During the 1960's, the Mark Osterlin Library collection tripled in size to over 30,000 volumes. In 1964, it was designated a Federal Depository Library, thus enabling the library to become a repository of United States Government Documents. The Library Director, Bernie Rink, also was instrumental in the acquisition of Inuit Art, now housed at the Dennos Museum. Each summer the library hosted an Eskimo Art Sale. Further expansion to the library building occurred in 1984, with the addition of a 2-story wing on the north side. Mr. Rink retired in 1987, and was replaced as Library Director by Douglas G. Campbell.

By 1991, although the book collection had not quite doubled in size, it had been significantly updated. Perhaps more importantly, access to information increased dramatically through computer technology and the development of the Internet.. Many changes occurred in the late 1980's when the old card catalog was converted to an automated version. Librarians began conducting online searches using DIALOG on a dial-up modem, and journal databases such as Infotrac began to replace the printed Reader's Guide to Periodical Literature.

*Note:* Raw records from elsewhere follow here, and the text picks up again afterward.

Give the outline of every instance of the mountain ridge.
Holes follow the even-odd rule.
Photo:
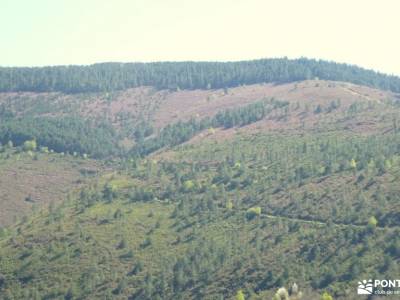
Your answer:
[[[400,92],[400,78],[355,65],[315,59],[238,62],[100,63],[89,66],[0,67],[0,91],[65,93],[123,90],[229,88],[262,82],[320,78]]]

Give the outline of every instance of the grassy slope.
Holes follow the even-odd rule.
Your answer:
[[[227,90],[157,91],[142,87],[77,95],[0,93],[0,104],[19,116],[79,114],[85,118],[107,119],[116,128],[132,126],[142,118],[156,128],[163,128],[179,120],[204,118],[227,108],[272,97],[313,110],[317,104],[328,106],[332,100],[340,100],[342,107],[347,108],[356,101],[379,104],[399,96],[344,82],[307,80],[281,85],[255,84]]]
[[[101,163],[89,159],[7,149],[0,153],[0,226],[33,207],[60,202],[101,169]]]

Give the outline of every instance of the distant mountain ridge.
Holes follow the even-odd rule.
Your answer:
[[[0,92],[104,92],[139,86],[213,89],[306,79],[345,81],[400,92],[400,78],[315,59],[238,62],[99,63],[89,66],[0,67]]]

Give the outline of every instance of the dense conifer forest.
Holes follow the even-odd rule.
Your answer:
[[[400,92],[400,78],[357,66],[313,59],[239,62],[102,63],[90,66],[0,68],[0,91],[114,91],[138,86],[158,89],[227,88],[320,78]]]

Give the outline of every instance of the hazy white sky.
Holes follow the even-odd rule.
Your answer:
[[[323,58],[400,75],[400,0],[0,0],[0,65]]]

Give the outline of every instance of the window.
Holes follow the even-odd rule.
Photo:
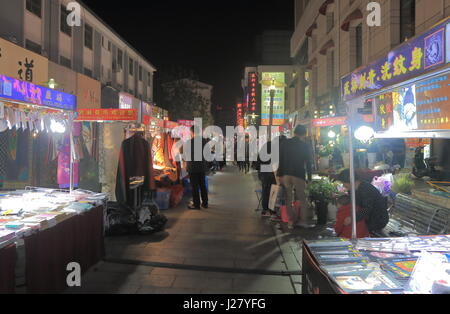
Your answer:
[[[65,66],[66,68],[69,68],[69,69],[72,68],[72,62],[70,61],[70,59],[68,59],[66,57],[60,56],[59,57],[59,63],[62,66]]]
[[[150,72],[147,73],[147,84],[148,86],[152,86],[152,74]]]
[[[111,42],[108,40],[108,51],[111,52]]]
[[[92,70],[88,69],[88,68],[84,68],[84,74],[87,76],[92,77]]]
[[[26,7],[28,11],[37,17],[42,16],[42,0],[27,0]]]
[[[131,58],[130,58],[130,61],[129,61],[129,69],[130,69],[130,75],[133,76],[133,74],[134,74],[134,62],[133,62],[133,59],[131,59]]]
[[[142,82],[142,66],[139,66],[139,81]]]
[[[327,13],[327,33],[331,32],[334,27],[334,12]]]
[[[334,87],[334,50],[328,53],[328,88],[332,89]]]
[[[356,45],[356,68],[362,65],[362,24],[359,24],[355,29],[355,45]]]
[[[416,35],[416,1],[400,0],[400,43]]]
[[[67,8],[62,5],[61,6],[61,21],[60,21],[61,25],[60,25],[60,30],[64,34],[66,34],[68,36],[72,36],[72,27],[70,27],[69,24],[67,24],[67,17],[68,16],[69,16],[69,11],[67,11]]]
[[[36,44],[35,42],[31,40],[25,40],[25,48],[33,51],[35,53],[41,54],[42,53],[42,47],[39,44]]]
[[[123,69],[123,52],[120,49],[117,50],[117,66],[119,71]]]
[[[92,50],[93,29],[88,24],[84,24],[84,46]]]

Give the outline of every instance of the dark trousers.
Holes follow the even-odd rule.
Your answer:
[[[262,172],[259,174],[259,177],[262,182],[262,196],[261,196],[261,205],[263,211],[269,211],[269,198],[270,198],[270,190],[273,184],[276,184],[275,176],[273,173],[265,173]]]
[[[190,173],[189,178],[192,187],[192,198],[195,207],[200,207],[200,204],[208,205],[208,191],[206,190],[206,174]],[[202,202],[200,203],[200,195]]]

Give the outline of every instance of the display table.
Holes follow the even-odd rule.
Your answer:
[[[104,257],[103,213],[98,206],[24,238],[28,293],[62,292],[69,263],[84,273]]]
[[[303,243],[303,294],[445,294],[450,236]]]
[[[302,294],[342,294],[343,291],[320,269],[305,242],[302,252]]]
[[[11,294],[15,290],[16,245],[0,249],[0,294]]]

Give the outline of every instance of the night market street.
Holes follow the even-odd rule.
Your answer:
[[[227,167],[210,178],[209,186],[209,209],[192,211],[183,203],[164,211],[169,219],[165,232],[106,239],[106,260],[166,267],[100,262],[82,278],[81,289],[68,292],[300,293],[301,276],[282,275],[300,270],[301,250],[294,241],[299,231],[283,233],[255,212],[254,174]]]

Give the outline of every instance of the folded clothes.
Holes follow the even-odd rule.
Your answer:
[[[70,204],[70,206],[67,206],[66,208],[64,208],[65,210],[70,211],[75,211],[77,213],[83,213],[86,211],[89,211],[90,209],[92,209],[92,205],[89,203],[72,203]]]

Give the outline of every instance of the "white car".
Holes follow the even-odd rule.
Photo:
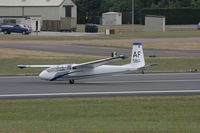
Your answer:
[[[200,30],[200,22],[198,23],[197,28]]]

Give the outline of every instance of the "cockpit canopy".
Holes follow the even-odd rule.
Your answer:
[[[63,72],[63,71],[70,71],[72,70],[72,65],[65,65],[65,66],[57,66],[57,67],[51,67],[47,69],[47,72]]]

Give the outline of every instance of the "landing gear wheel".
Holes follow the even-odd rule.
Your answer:
[[[144,70],[142,71],[142,74],[144,74]]]
[[[74,80],[73,80],[73,79],[70,79],[70,80],[69,80],[69,83],[70,83],[70,84],[74,84]]]

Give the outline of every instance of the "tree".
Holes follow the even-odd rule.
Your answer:
[[[200,8],[200,0],[192,0],[191,6],[194,8]]]
[[[86,17],[101,16],[108,11],[132,10],[132,0],[73,0],[78,7],[78,21]],[[135,10],[143,8],[200,8],[200,0],[134,0]]]

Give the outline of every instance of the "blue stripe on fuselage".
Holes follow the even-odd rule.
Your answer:
[[[59,78],[62,78],[62,77],[64,77],[64,76],[66,76],[66,75],[69,75],[69,74],[72,74],[72,73],[76,73],[76,72],[83,72],[83,70],[82,70],[82,71],[67,72],[67,73],[65,73],[65,74],[61,74],[61,75],[55,76],[55,77],[54,77],[53,79],[51,79],[50,81],[55,81],[55,80],[57,80],[57,79],[59,79]]]

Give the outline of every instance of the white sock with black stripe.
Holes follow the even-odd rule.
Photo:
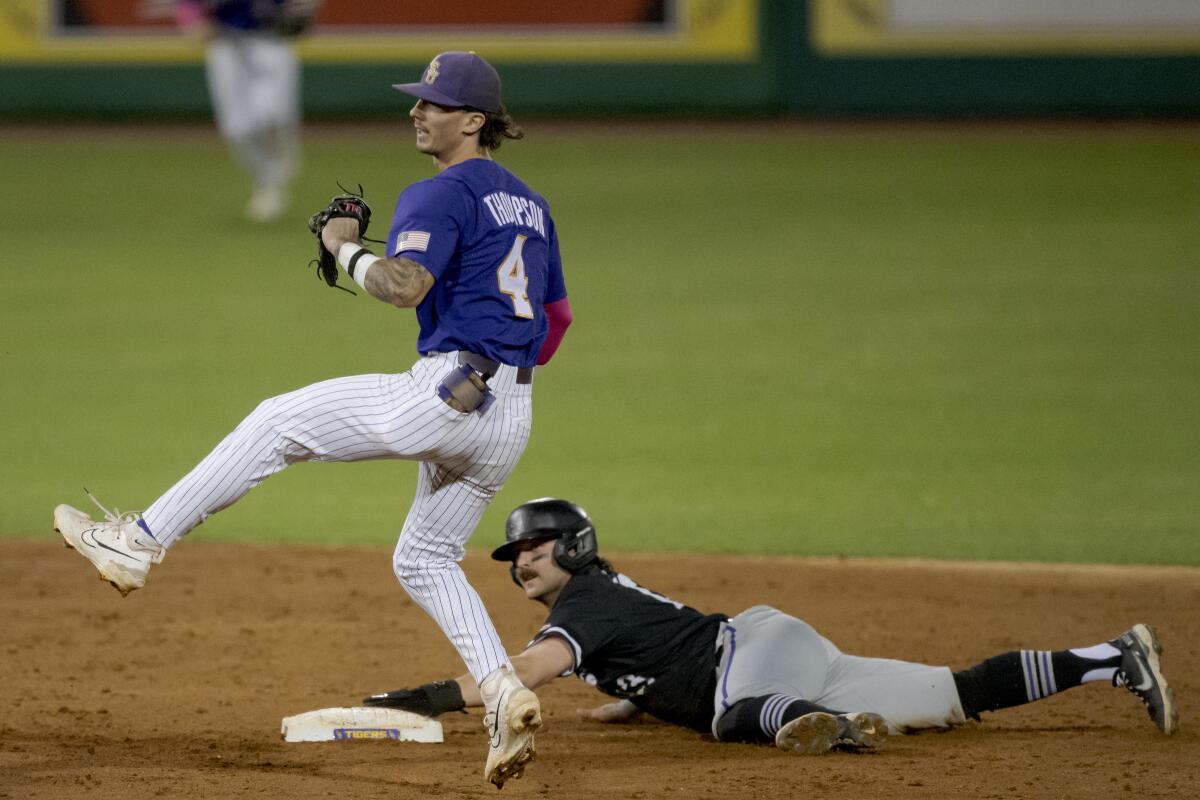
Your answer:
[[[1091,683],[1092,681],[1104,681],[1112,683],[1113,676],[1117,674],[1117,668],[1121,664],[1121,651],[1113,647],[1109,642],[1104,644],[1094,645],[1093,647],[1079,647],[1074,650],[1068,650],[1073,656],[1087,659],[1088,661],[1109,662],[1109,666],[1095,667],[1088,669],[1079,676],[1080,683]],[[1113,660],[1116,663],[1111,663]]]

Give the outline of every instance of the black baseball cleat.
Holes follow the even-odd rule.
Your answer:
[[[1179,727],[1175,693],[1167,685],[1159,662],[1162,645],[1149,625],[1134,625],[1109,642],[1121,651],[1121,666],[1113,675],[1113,686],[1124,686],[1138,696],[1150,719],[1167,736]]]
[[[775,746],[800,755],[817,755],[835,748],[878,750],[887,741],[887,736],[887,720],[878,714],[813,711],[780,728],[775,734]]]

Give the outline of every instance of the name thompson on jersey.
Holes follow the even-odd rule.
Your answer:
[[[483,204],[491,212],[498,227],[523,225],[546,236],[546,212],[528,197],[511,195],[508,192],[492,192],[483,198]]]

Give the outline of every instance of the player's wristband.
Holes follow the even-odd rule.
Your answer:
[[[423,691],[429,698],[429,707],[432,711],[430,716],[432,717],[447,711],[462,711],[466,707],[462,689],[458,687],[458,681],[426,683],[419,688],[419,691]]]
[[[356,242],[346,242],[338,248],[338,263],[364,289],[367,288],[367,270],[378,260],[379,256]]]

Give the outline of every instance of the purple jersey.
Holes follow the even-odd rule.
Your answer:
[[[387,254],[435,278],[417,306],[417,350],[469,350],[532,367],[543,306],[567,296],[546,201],[494,161],[472,158],[409,186],[396,201]]]

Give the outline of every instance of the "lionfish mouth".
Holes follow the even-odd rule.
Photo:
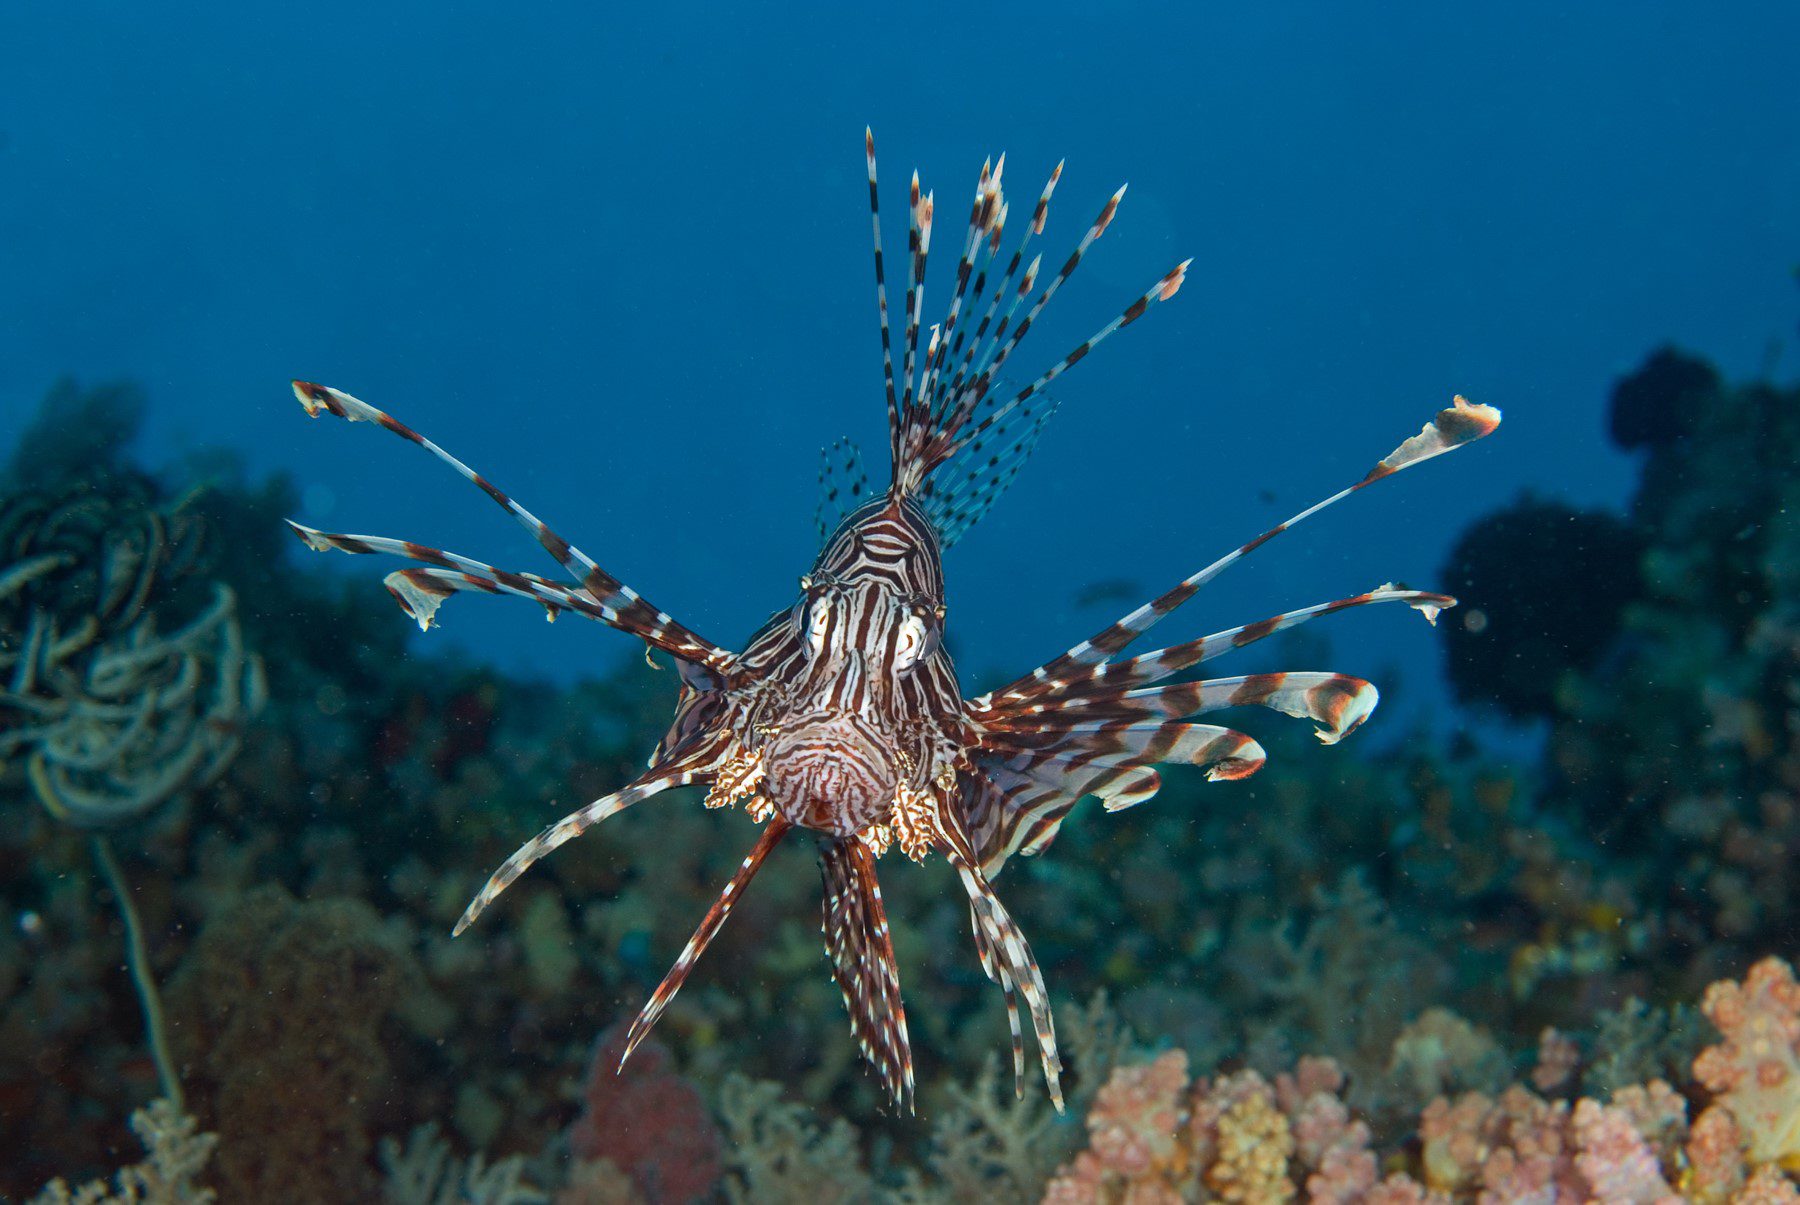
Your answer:
[[[763,752],[763,791],[795,824],[847,837],[892,808],[899,758],[864,716],[822,712],[784,725]]]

In 1997, Craig Mulder was hired as the Osterlin Library's third full-time Library Director. The library book collection was reclassified from the Dewey Decimal System to the more academically-oriented Library of Congress Classification System. Osterlin Library jumped still further into the information age with a more "advanced" online catalog; and with significant increases in library offerings for online access to books, journals, newspapers, and other knowledge resources. Computer workstations increased from a few standup versions to clusters of computers ("pods").

Summer of 2004 brought major renovation to the entire library building. Maggie Bacon, Library Director 2002-2009, supervised the renovation of the reference/service desk, library staff offices, book stacks, computer pods, and other library areas. The addition of a library classroom enabled the staff to conduct information literacy sessions right in the library and the number of these sessions increased significantly. Innovative teaching from the library staff also resulted in Web 2.0 sessions all through Spring Semester, 2009 for faculty & staff.  Despite rigorous weeding, the collection size increased to just over 50,000 titles.  To reach out to online classes, the library also began to offer online or "virtual" reference service as provided by the Michigan Academic Group consortium membership in the Michigan Community College Association.

Tina Ulrich became Osterlin Library's fifth Library Director in the Spring of 2009.  The Summer of 2009 the library redesigned its website as an integral part of the new web design initiative at NMC.

*Library history summary pre-1991 was taken from the books -- Northwestern Michigan College: the first twenty years, by Preston N. Tanis; and Northwestern Michigan College: the second twenty years, by Al Shumsky and Carole Marlatt.